Peter también pasaba la noche fuera, entre las sombras de su gallinero. No tenía ningún bastón, sino una sartén grande de hierro y una cuchara de metal para golpearla y avisar a los vecinos con el ruido, para que acudieran.

Una noche oyó, y luego vio, a Lud arrastrarse por un hueco del seto. Peter esperó. El chico intentó levantarse, pero se cayó, trató de ponerse en pie otra vez, pero no pudo; se quedó allí tendido. Peter se acercó con la silla de ruedas y miró fijamente al chico.

«Era un niño, Juliet.

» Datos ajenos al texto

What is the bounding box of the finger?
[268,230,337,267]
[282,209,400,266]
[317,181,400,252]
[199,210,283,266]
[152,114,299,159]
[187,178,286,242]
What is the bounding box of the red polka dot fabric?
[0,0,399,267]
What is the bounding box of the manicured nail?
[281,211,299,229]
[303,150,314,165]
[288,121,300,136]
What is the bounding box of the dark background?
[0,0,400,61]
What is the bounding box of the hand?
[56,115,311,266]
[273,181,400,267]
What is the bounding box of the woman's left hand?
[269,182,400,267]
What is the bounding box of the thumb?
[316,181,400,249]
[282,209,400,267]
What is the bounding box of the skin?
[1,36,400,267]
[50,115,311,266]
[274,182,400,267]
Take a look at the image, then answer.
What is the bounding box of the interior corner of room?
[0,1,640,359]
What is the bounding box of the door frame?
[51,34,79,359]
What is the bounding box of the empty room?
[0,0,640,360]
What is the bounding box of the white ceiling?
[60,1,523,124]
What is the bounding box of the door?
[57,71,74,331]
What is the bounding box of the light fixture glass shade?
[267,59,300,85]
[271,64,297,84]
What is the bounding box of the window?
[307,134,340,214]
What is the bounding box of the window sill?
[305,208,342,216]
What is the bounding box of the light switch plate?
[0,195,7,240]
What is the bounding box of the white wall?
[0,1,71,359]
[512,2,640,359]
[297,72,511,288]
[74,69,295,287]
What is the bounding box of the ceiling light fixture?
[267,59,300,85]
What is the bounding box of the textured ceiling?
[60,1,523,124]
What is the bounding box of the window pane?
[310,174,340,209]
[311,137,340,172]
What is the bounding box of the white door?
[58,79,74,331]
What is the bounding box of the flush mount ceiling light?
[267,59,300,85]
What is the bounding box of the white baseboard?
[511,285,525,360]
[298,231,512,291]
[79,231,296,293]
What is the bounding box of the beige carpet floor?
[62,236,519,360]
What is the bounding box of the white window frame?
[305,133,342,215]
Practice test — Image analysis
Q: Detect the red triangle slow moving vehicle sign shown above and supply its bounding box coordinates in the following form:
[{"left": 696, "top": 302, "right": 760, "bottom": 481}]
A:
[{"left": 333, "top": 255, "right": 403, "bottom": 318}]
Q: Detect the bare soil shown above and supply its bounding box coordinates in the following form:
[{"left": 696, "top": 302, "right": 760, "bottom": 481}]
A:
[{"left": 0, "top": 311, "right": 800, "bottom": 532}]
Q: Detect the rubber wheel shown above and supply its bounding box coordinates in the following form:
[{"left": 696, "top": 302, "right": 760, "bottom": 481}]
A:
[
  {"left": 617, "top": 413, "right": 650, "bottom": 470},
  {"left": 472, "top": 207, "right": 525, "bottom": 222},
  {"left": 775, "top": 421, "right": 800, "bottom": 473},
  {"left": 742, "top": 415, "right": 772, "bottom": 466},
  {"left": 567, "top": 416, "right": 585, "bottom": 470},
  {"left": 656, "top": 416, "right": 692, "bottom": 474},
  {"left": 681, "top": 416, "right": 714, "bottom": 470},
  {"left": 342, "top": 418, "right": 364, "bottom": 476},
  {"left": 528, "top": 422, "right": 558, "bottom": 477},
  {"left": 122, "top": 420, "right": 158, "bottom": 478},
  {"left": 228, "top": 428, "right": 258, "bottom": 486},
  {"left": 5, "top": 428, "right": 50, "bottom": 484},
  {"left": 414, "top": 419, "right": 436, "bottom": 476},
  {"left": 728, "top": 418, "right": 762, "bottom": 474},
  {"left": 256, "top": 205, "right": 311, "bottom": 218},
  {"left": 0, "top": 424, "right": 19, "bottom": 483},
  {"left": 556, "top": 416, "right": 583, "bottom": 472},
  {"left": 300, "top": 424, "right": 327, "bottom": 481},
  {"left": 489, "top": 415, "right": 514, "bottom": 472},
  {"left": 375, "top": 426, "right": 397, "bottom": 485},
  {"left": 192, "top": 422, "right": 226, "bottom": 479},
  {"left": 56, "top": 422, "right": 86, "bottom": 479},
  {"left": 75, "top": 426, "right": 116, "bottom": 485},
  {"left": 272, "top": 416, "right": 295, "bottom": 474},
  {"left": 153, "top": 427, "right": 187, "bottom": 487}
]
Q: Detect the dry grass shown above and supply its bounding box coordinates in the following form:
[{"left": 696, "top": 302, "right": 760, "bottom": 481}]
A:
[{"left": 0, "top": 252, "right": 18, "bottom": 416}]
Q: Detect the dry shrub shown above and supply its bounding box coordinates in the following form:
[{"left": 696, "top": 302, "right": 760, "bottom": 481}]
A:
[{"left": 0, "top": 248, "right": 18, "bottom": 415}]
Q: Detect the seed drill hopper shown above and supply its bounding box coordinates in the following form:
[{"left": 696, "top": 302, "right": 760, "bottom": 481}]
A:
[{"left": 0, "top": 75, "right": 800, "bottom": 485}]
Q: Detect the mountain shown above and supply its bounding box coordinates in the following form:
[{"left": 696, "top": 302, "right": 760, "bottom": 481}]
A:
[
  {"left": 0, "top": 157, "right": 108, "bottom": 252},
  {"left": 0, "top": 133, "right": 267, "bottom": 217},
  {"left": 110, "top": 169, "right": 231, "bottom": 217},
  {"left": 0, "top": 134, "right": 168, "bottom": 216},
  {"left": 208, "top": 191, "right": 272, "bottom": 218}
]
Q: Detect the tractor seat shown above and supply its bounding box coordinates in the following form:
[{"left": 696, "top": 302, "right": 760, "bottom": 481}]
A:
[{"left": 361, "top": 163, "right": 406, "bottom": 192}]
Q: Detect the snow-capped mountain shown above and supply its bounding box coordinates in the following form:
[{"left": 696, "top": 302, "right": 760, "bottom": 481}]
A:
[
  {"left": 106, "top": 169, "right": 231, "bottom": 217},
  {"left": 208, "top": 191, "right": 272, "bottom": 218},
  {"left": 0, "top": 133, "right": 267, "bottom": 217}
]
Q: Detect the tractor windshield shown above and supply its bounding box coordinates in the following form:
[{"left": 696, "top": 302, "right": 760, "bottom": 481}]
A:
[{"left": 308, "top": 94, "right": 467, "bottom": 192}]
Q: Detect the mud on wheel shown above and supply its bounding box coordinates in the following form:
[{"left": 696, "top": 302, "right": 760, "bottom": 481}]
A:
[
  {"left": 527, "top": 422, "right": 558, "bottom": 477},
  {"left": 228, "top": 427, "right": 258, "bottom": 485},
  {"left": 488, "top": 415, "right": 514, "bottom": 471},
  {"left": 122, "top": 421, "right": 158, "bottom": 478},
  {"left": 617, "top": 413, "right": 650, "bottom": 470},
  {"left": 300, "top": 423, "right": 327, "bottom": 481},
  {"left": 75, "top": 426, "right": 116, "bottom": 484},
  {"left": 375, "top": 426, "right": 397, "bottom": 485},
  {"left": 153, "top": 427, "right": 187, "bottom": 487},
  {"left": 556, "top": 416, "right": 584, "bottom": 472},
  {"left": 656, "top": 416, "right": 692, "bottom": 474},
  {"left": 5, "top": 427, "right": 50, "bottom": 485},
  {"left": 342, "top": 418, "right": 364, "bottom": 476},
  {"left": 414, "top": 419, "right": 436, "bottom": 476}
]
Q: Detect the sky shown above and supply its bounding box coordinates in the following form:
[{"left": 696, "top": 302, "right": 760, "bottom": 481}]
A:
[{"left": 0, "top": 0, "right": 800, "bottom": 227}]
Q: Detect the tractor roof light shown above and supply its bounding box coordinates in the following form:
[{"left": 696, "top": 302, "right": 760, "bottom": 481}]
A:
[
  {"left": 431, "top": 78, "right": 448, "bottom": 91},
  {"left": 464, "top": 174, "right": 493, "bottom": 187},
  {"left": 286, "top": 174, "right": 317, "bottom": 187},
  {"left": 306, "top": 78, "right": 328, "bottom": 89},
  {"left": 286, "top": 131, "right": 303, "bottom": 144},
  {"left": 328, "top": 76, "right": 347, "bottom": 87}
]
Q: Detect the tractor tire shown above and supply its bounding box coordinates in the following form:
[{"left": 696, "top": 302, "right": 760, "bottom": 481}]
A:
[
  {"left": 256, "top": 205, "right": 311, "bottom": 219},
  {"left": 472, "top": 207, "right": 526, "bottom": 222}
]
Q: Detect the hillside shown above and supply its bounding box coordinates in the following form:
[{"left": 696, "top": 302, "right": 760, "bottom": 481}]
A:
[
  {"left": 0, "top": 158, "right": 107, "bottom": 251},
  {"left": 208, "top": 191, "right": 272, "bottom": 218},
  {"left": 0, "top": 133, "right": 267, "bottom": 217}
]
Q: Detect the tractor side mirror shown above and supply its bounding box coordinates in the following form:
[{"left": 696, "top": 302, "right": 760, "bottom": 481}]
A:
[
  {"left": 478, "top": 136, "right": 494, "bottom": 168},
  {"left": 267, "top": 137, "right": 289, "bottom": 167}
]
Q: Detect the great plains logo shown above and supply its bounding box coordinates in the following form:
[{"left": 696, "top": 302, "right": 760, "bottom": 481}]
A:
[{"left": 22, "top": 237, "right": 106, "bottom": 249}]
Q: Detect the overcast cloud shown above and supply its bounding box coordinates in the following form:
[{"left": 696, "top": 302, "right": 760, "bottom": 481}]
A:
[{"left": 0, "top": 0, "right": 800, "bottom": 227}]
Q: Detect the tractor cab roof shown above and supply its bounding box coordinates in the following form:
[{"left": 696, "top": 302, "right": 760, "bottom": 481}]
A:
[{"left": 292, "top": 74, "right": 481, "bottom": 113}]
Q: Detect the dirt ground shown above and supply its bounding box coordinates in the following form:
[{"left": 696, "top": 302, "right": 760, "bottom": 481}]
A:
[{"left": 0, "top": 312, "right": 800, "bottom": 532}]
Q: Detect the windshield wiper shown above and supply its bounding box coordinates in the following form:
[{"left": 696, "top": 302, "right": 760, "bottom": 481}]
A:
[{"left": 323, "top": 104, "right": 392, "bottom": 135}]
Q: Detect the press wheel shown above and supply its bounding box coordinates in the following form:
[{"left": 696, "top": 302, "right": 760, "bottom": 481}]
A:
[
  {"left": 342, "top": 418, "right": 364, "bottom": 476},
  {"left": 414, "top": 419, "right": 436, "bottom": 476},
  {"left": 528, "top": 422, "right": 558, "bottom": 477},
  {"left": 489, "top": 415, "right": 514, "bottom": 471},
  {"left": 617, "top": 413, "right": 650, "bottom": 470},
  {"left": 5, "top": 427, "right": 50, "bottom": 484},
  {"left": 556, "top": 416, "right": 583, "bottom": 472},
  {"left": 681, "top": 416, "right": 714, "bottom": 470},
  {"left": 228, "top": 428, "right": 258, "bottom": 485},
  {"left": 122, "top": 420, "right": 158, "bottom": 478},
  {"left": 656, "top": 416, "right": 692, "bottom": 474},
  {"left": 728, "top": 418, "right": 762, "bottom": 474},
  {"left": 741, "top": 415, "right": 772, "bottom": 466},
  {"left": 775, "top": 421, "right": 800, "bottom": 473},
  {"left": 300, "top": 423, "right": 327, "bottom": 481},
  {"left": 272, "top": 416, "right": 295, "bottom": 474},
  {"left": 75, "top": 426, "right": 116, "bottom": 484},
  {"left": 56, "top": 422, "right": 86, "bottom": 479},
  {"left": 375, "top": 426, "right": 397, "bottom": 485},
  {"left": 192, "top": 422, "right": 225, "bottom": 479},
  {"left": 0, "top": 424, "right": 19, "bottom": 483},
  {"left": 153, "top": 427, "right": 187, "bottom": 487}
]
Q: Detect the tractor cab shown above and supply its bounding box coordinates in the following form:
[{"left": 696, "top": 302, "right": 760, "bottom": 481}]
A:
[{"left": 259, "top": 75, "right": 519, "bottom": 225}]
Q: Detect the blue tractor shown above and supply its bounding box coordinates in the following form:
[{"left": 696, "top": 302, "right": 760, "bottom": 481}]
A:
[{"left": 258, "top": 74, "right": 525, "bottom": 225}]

Sólo un niño, tendido boca arriba sobre la tierra. Estaba delgado, Dios, muy delgado, destrozado, muy sucio, y en lugar de ropa llevaba harapos. Estaba cubierto de bichos; le salían del pelo, le pasaban por la cara, por los párpados. Ese pobre chico ni los notaba, no parpadeaba, no hacía nada. Todo lo que quería era una maldita patata y ni siquiera tenía fuerzas para arrancarla. ¡Hacerle eso a los chicos!

»Te lo digo, odié a esos alemanes con todas mis fuerzas. No podía inclinarme para ver si respiraba, pero saqué los pies de los pedales de la silla y lo golpeé y lo moví hasta que pude acercarlo a mí. Tenía los brazos fuertes y levanté un poco al chico hasta mi regazo. De alguna manera, conseguí subir la rampa y entrar en la cocina. Allí, dejé al chico en el suelo. Encendí el fuego, busqué una manta, calenté agua. Le lavé la cara y las manos y ahogué cada piojo y gusano que le quitaba.»

Peter no podía pedir ayuda a los vecinos, ya que podían denunciarlo a los alemanes. El comandante alemán había dicho que a cualquiera que escondiera a un trabajador Todt lo mandarían a un campo de concentración o le dispararían allí mismo.